Despite its precarious predicament, Nikola unveils a revamped trajectory, spotlighting a concerted focus on commercializing its hydrogen fuel truck niche alongside fortifying hydrogen infrastructure in North America under the Hyla aegis – a prospective monetization avenue in the event of heightened hydrogen sector traction.

Weighing the Risks

Embarking on an investment voyage in Nikola is beset with multifarious risks, navigated by a looming specter of execution uncertainties allied with embracing hydrogen fuel technology. Additionally, the looming specter of geopolitical shifts, including a prospective return to the White House by Donald Trump with a fossil fuel-leaning policy agenda, casts a lengthy shadow over Nikola’s green energy ambitions.
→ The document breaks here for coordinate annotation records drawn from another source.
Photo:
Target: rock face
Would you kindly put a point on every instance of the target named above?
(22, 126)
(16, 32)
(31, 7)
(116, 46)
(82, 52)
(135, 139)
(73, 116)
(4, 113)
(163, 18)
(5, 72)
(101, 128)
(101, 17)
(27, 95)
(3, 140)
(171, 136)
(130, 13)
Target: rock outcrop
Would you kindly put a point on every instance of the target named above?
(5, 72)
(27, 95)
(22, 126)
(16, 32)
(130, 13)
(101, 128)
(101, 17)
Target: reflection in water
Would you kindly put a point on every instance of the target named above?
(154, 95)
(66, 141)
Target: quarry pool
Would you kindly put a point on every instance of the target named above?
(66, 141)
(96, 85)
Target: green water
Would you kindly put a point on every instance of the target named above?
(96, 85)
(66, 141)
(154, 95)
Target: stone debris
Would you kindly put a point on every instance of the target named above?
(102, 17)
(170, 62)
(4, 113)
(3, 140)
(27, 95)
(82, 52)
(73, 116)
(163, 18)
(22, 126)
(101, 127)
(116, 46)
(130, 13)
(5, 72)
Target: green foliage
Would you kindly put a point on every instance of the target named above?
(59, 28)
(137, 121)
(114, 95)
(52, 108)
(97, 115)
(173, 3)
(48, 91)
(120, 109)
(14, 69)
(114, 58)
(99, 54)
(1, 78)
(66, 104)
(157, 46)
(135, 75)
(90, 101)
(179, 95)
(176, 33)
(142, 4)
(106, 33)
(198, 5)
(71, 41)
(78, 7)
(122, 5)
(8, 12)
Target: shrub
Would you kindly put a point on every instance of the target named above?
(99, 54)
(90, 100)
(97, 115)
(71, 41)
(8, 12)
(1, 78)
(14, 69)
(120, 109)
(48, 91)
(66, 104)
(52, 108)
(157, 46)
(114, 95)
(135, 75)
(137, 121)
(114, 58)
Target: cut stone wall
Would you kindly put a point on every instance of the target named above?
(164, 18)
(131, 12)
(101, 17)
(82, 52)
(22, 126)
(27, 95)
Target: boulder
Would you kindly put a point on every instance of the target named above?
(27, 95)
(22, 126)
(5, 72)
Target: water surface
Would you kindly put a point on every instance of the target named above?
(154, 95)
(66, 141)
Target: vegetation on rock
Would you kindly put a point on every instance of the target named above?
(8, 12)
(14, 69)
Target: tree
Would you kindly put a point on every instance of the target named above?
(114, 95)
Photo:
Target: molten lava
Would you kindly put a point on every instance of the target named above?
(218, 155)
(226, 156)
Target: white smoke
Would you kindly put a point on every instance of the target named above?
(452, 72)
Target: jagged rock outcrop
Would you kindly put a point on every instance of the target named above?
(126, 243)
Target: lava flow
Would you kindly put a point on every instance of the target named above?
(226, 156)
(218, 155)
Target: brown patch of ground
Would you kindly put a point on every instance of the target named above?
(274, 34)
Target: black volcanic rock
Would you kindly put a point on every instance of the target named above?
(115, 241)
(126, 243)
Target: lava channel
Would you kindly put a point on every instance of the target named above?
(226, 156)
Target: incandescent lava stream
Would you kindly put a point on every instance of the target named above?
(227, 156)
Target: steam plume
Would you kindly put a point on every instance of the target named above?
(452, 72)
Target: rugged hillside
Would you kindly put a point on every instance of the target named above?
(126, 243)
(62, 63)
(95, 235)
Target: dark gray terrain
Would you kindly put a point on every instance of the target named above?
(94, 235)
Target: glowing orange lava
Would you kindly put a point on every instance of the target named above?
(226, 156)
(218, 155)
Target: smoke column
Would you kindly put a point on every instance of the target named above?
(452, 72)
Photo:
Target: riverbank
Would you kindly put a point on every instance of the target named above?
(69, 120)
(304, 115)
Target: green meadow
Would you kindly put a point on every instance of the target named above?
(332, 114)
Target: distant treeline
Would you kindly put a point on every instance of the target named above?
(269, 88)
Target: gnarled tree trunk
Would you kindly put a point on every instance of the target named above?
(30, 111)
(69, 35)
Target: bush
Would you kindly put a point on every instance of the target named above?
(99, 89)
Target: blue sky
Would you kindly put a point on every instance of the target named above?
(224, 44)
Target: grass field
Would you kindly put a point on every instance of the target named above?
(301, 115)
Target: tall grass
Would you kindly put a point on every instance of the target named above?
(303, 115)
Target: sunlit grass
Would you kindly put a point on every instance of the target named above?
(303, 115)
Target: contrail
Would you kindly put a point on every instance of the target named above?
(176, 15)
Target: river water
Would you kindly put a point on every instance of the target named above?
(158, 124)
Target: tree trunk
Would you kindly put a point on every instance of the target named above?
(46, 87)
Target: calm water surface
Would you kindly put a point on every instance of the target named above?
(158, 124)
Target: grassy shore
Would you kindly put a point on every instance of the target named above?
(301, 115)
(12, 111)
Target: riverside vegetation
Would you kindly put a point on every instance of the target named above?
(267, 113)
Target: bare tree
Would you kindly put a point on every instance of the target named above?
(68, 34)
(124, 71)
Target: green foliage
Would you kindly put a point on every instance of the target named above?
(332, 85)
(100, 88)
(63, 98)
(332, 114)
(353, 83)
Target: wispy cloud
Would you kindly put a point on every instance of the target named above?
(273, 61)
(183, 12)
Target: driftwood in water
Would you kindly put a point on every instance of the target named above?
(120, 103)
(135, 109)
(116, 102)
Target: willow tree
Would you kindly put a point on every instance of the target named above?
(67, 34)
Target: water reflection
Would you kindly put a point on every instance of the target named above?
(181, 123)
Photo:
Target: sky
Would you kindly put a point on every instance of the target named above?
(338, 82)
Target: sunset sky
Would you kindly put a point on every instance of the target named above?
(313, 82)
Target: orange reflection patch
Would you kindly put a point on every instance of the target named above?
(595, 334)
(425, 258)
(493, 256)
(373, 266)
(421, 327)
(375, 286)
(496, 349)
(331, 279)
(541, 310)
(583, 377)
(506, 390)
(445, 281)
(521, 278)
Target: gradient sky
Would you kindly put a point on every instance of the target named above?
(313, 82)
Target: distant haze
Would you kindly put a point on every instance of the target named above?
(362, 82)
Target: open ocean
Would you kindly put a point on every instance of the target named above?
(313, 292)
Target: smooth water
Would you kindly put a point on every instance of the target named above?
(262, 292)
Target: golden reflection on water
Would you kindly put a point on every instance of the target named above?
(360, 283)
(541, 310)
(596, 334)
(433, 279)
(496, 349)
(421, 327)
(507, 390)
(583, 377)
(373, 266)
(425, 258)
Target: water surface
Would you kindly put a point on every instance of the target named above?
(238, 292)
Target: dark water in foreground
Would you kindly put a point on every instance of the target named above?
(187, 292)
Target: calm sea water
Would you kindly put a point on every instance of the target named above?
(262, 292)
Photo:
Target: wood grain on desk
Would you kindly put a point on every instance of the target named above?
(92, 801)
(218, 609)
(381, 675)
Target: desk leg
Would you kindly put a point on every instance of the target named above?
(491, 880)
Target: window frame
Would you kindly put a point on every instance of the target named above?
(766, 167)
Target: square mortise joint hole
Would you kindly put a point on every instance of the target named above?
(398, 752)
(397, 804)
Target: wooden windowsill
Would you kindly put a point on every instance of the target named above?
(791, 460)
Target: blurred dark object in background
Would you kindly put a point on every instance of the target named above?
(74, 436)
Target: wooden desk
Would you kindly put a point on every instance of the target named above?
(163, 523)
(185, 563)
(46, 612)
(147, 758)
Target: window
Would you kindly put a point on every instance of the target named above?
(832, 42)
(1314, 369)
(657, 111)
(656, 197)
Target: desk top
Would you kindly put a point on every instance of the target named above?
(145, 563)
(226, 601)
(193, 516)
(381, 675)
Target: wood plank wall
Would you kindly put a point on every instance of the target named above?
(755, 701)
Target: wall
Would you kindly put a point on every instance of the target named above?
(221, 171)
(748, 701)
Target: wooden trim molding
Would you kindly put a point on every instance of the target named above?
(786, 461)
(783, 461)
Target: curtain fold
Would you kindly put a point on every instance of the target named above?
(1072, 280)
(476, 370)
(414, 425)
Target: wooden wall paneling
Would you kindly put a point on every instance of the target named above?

Augmenting these perils is Nikola’s frail fiscal fortress, besieged by perennial cash burn tendencies that exacerbate the lingering solvency distress haunting the company – a dynamic accentuated further by the prevailing volatile market milieu favoring robust entities over frail contenders.

While Nikola’s valuation at a forward 12-month price-to-sales multiple of 1.66x may seem moderate at first glance, prudent investors may opt for a cautious orbit, discerning the precarious tightrope walk awaiting those with an appetite for perilous stakes.